Now let’s start with the actual configuring, if something isn’t clear please leave a reply (a reply is always welcome)

Issuing Certificate Authority:

  • Log in as a Enterprise Administrator
  • Install all Windows Updates.
  • If your issuing Certificate Authority is Windows Server 2008 R2, install the hotfix mentioned earlier from here. Preferably use a newer Windows Operating system for your issuing CA.
  • Create certificate template(s) on the CA by duplicating an existing one
    • It’s easiest to duplicate the template from the included “User Template” and modify that.
    • Match purpose NDES template type (sig -> sig, crypt -> crypt, sig/crypt -> generalpurpose)
    • Make sure “Supply in Request” is selected on Subject Name Tab
    • Client Auth must be specified in the application policy
    • Have a look at these template configurationscreenshots.
      • Important note regarding the additional Application Policies (in the 4th screenshot), only add the application policies required. Consult your security department to ensure the appropiate configuration is done.
  • Enable the certificate template on the issuing CA.

NDES Server:

  • Log in as a Enterprise Administrator
  • Install all Windows Updates.
  • Make sure the NDES server is domain joined and has access to DNS, ConfigMgr, Certificate Authority and Domain Controller servers.
  • Go to Add Roles and Features.
  • Install Request Filtering which is located under Web Server (IIS) -> Web Server –> Security
  • Install Active Directory Certificate Services (ADCS) role. (Uncheck Certificate Authority component, and instead check Network Device Enrollment Service)
    • In parallel create a domain user/service account, e.g. “NDESUser”
      • Make sure the user has the "Logon Localy", "Logon as a Service" and "Logon as a batch job" rights. This should be the case by default, however some companies have hardening policies in place to disallow/remove these rights.
    • Make this user a member of the local IIS_IUSRS group.
    • Make sure this user has Enroll permissions on he certificate templates which will be used to issue user certificates via NDES (and which later will be configured in the registry on the NDES server under HKLM\Software\Microsoft\Cryptography\MSCEP).
    • Make sure the ConfigMgr admins who will create SCEP profiles have Read rights to the template so they can browse to it when creating SCEP profile configuration items in the ConfigMgr admin console.
  • Create a Service Principal Name (SPN) for the NDESUser
    • Open an elevated command prompt and type the following command (change the FQDN for the NDES server, Domain and NDESUser account to match your environment)
    • setspn -s http/ndesserver.mydomain.local mydomain\NDESUser
      If the SPN is not created; NDES to CA call may fail Kerberos authentication.
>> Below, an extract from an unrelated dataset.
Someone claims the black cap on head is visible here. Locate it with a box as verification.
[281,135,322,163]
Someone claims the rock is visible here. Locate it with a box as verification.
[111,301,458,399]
If you are truly using a user account (not a service account e.g. network service or local service); then the fallback to NTLM will work just fine and you will not see any issues apart from some entries in security event log. If you block NTLM in your environment, this step is mandatory.
  • Continue to configure the Network Device Enrollment Service
    • CA for NDES – browse and locate your CA server using CA name or Computer name.
    • RA Information – you can leave the defaults.
    • Cryptography for NDES – Configure the CA value to be used by NDES server Make the key length match what is configured in your CA template – 1024 or 2048)
  • The NDES server will receive very long URL’s (queries) and therefore a few changes are needed. Open the registry editor and add two entries:

Location: HKLM\SYSTEM\CurrentControlSet\Services\HTTP\Parameters
Value: MaxFieldLength
Type DWORD
Data: 65534 (decimal)

Location: HKLM\SYSTEM\CurrentControlSet\Services\HTTP\Parameters  
Value: MaxRequestBytes
Type DWORD
Data: 65534 (decimal)

  • Open IIS manager, browse to the Default Web Site and select Request Filtering. On the right side of the console hit Edit Feature Setting and change the Maximum URL length and Maximum query string to 65534

image

  • After this reboot the server. This is mandatory – restarting IIS is not sufficient.
  • Next, browse to https://FQDN/certsrv/mscep/mscep.dll and you should receive a NDES page similar to the one below.

image

If you get an error 503 "Service unavailable", check the eventviewer. It's likely that the application pool is stopped due to a missing right for the NDESuser.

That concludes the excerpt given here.